It feels a lot more connected to the road than when I drove a car with standard suspension on 18" tires. I found that car's suspension was too soft and isolating for me. Keep in mind my other car is a Lotus Elise which almost bounces over everything. The roads where I live are good with no potholes but I wouldn't want a sport suspension with 19" tires where the roads are bad. 
The tires are great too- very grippy and with the sport suspension it makes for great cornering.


http://s1374.photobucket.com/user/l...t=3&o=0&_suid=1406819038827012670330227407722


http://www.tirerack.com/tires/tires.jsp?tireMake=Continental&tireModel=ContiSportContact+5P


----------



## tekmo (Nov 30, 2013)

itr_1211 said:


> Anyone know if the sline suspension just include lowered springs or are the shocks different from the ones on the non sline suspension?

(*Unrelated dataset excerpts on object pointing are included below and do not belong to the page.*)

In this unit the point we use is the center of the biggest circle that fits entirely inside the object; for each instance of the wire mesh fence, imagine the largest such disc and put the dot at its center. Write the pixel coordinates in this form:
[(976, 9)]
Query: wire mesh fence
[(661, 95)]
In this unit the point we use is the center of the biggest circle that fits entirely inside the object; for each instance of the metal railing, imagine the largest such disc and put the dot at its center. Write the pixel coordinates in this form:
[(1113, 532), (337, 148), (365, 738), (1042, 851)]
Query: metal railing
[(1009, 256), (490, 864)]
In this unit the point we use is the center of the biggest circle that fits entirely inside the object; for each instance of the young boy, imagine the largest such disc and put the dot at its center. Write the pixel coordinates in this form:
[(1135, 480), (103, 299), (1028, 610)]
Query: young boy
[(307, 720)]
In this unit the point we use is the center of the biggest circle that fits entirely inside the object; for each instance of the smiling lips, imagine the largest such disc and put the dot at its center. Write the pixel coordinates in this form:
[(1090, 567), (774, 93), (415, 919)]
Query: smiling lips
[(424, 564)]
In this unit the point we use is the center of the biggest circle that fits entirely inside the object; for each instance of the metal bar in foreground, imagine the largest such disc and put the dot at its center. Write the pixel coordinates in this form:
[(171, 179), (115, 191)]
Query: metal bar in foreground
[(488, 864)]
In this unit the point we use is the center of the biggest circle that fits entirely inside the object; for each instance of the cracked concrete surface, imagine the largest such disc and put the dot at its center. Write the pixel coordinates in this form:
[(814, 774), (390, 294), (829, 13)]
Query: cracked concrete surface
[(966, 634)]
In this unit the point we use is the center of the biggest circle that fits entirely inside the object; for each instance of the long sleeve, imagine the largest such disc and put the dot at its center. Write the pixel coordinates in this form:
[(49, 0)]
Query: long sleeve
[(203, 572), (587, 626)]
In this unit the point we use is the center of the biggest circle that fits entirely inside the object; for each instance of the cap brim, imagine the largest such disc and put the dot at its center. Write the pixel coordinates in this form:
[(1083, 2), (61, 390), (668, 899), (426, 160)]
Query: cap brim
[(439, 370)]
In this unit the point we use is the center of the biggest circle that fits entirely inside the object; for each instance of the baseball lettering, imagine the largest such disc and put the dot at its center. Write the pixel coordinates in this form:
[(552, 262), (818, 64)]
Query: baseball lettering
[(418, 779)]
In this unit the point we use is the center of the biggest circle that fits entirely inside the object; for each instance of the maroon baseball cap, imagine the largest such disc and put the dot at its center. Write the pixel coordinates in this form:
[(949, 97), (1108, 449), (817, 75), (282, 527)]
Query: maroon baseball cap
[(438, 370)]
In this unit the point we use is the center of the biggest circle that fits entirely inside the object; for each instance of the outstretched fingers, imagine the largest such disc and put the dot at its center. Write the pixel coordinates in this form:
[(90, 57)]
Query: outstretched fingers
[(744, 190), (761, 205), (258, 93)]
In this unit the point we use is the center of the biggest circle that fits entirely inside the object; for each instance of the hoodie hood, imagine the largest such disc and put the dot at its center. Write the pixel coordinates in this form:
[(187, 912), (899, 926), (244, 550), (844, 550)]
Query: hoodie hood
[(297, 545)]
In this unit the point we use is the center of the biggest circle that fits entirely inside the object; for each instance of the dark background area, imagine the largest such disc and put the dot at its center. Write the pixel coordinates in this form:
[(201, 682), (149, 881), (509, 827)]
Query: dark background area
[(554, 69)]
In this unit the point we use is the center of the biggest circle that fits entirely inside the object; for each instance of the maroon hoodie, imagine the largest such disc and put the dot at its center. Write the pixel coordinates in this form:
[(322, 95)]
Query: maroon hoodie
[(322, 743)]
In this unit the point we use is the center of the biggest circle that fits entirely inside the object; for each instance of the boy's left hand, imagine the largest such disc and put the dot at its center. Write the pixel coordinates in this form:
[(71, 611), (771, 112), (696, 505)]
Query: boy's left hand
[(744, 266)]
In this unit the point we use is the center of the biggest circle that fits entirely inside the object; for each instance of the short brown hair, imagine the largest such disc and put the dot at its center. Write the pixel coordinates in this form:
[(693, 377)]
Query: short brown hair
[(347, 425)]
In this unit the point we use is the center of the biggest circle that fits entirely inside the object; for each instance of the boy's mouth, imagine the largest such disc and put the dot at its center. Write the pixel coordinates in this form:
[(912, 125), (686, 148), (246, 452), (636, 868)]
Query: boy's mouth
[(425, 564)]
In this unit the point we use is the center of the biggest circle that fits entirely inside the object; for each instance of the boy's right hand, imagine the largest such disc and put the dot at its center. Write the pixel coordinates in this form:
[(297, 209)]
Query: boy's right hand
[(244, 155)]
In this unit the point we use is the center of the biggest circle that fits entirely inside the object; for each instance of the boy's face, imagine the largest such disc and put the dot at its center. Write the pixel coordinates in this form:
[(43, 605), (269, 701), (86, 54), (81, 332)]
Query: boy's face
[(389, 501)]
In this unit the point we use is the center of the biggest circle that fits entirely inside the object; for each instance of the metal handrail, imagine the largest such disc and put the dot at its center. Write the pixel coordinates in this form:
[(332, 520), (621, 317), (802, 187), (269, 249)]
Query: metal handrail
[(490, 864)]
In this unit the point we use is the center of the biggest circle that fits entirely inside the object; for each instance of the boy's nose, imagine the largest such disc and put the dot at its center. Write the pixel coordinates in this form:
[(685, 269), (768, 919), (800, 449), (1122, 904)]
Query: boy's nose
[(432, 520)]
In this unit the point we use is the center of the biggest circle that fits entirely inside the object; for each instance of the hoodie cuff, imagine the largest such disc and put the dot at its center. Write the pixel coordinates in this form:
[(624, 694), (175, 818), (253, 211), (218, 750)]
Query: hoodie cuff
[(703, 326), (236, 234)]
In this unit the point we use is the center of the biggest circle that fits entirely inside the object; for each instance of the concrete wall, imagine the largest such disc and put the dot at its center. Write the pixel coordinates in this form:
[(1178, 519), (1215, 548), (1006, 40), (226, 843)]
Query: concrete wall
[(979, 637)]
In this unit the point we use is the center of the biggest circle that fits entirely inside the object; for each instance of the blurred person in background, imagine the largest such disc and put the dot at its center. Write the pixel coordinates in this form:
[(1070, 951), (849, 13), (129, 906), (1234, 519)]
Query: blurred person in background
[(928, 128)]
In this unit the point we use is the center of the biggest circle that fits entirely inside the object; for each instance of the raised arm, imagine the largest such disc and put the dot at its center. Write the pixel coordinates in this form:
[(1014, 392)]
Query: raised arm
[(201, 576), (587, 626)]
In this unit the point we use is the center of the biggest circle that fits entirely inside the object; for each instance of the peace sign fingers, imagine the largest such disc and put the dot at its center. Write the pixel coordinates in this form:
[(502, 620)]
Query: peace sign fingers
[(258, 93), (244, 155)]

That is funny, i contacted Pfaff Tuning today asking the same question, in case I wanted to upgrade to s-line and here is the response I got. I think the dude was referring to S3 magnetic ride, or he is just very very confused.

"*You are looking well above $10,000. Its not as easy as throwing in just S-line suspension. You need the navi system to be able to control the different settings, the actual S-line suspension, an ECU or program to allow you to adjust the dampening.

And at the end of it all the car will not be ride height adjustable. It will be maybe 15mm lower then your current height.*"


----------